Although labeled “novellas” in the subtitle, these eight pieces are true short stories; each one contains only a few key characters and spans roughly twenty pages.  In the broadest sense, these stories uncover the hidden sources of humanity’s best qualities:  happiness, forgiveness, love, and generosity.  Schmitt’s tormented characters stumble upon these redemptive qualities in the unlikeliest of places, often despite their own reprehensible behavior.  In “Wanda Winnipeg,” a wealthy divorcée anonymously gives hundreds of thousands of dollars to her destitute first lover in an uncharacteristic showing of generosity and consideration.  In “A Fine Rainy Day,” a “cynical and disenchanted” widow discovers her buried optimism.  An ironical deathbed gift turns into a much-needed fortune in “The Forgery.”  All eight stories in The Most Beautiful Book in the World are tightly constructed and concise without sacrificing a deep sympathy for humanity’s dark moments and a celebration of its redeeming acts.
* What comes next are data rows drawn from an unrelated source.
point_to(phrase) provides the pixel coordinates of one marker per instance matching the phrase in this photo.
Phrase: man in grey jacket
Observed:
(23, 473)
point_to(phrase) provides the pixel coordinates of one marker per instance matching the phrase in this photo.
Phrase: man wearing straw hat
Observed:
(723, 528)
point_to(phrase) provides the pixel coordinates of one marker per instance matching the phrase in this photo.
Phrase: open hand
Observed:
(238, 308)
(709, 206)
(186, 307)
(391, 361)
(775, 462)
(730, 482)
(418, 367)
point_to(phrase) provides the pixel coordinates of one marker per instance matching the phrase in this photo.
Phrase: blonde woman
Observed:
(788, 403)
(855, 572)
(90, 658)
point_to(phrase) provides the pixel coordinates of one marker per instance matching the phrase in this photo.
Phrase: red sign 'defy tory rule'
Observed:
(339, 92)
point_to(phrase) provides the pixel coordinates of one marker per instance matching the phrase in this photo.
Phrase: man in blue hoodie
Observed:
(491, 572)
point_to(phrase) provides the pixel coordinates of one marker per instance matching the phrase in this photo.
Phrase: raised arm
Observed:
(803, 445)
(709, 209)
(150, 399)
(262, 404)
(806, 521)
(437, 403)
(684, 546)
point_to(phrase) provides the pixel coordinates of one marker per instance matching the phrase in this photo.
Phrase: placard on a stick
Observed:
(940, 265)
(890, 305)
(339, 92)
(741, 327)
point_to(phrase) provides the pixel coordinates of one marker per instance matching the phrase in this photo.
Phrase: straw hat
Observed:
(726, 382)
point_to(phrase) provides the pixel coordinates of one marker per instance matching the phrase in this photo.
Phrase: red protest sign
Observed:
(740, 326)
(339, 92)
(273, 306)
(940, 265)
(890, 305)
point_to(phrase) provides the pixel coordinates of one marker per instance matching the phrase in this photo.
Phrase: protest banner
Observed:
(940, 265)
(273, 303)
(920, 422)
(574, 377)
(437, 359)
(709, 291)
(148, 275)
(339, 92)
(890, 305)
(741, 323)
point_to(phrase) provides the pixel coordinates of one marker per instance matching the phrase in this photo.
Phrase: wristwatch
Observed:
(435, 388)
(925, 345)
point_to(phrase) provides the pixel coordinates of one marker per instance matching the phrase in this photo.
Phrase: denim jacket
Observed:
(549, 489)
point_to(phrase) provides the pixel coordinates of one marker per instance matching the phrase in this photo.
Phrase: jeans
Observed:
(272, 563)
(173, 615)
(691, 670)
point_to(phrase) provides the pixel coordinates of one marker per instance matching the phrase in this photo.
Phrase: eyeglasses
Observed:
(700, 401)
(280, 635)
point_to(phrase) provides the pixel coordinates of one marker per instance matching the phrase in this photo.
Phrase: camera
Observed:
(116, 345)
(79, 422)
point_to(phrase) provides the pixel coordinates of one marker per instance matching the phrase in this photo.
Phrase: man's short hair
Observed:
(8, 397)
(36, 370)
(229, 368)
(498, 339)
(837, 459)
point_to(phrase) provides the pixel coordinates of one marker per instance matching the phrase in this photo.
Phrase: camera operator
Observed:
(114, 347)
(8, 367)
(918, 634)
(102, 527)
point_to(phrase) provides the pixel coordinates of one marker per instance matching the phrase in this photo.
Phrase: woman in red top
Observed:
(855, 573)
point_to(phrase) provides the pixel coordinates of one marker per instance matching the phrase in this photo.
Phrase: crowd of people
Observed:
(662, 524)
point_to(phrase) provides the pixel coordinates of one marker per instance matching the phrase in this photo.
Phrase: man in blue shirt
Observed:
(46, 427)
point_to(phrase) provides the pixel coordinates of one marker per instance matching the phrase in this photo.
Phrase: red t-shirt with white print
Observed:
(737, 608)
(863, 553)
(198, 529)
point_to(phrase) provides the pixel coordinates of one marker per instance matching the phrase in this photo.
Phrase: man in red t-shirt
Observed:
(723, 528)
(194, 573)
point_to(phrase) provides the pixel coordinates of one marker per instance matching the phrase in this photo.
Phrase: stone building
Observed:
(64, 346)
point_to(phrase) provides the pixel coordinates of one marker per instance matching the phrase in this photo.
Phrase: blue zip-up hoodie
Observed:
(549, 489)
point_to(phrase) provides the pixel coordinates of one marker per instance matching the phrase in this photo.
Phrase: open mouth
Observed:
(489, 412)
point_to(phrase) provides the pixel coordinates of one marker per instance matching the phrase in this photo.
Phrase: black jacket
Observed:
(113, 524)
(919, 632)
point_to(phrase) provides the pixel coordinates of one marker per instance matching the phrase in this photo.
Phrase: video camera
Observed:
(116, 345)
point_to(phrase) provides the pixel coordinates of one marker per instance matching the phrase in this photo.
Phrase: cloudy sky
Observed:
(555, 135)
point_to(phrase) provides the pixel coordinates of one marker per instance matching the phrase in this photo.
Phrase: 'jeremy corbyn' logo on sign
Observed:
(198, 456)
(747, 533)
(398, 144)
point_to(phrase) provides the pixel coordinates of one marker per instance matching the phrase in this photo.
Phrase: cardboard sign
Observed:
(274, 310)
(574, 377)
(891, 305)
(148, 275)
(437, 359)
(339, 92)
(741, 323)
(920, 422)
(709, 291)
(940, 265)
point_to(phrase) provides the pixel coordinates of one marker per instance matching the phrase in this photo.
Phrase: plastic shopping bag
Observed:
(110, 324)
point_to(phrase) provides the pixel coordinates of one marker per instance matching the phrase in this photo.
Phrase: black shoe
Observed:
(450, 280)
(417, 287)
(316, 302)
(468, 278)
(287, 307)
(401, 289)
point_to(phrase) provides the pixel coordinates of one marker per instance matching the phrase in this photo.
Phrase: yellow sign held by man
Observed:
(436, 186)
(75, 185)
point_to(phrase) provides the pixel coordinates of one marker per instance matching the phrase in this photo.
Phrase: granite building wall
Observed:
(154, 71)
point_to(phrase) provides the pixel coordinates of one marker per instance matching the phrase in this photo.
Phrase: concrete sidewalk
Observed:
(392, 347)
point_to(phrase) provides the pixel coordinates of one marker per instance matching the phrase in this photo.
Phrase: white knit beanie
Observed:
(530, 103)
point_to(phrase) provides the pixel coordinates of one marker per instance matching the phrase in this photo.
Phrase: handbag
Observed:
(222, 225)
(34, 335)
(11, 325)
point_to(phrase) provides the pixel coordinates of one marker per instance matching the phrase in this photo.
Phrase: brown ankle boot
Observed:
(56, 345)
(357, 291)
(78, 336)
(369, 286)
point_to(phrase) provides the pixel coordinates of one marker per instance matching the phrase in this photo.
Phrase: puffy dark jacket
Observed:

Schmitt’s simple and artful prose captures his characters’ most intimate and raw moments without melodrama.  In this example from “Odette Toulemonde,” Balthazar, a wildly successful novelist, recognizes the falsity of his life:

“[H]e owned an apartment in the center of Paris which left many people feeling envious, but did he really like it?  There was nothing on the walls, windows, shelves, or sofas that he himself had chosen: a decorator had done it all.  In the living room there was a grand piano that no one played, a laughable symbol of social rank; his study had been designed with magazine publication in mind, because Balthazar actually preferred to write in cafes.  He realized he was living in a décor.  Worse than that—a décor that wasn’t even of his own making.”

Schmitt relies too often on tidy endings—several stories involve conveniently-timed medical emergencies, for example—but such occasional contrivances cannot overshadow this collection’s masterful depiction of the messy but wonderful human condition.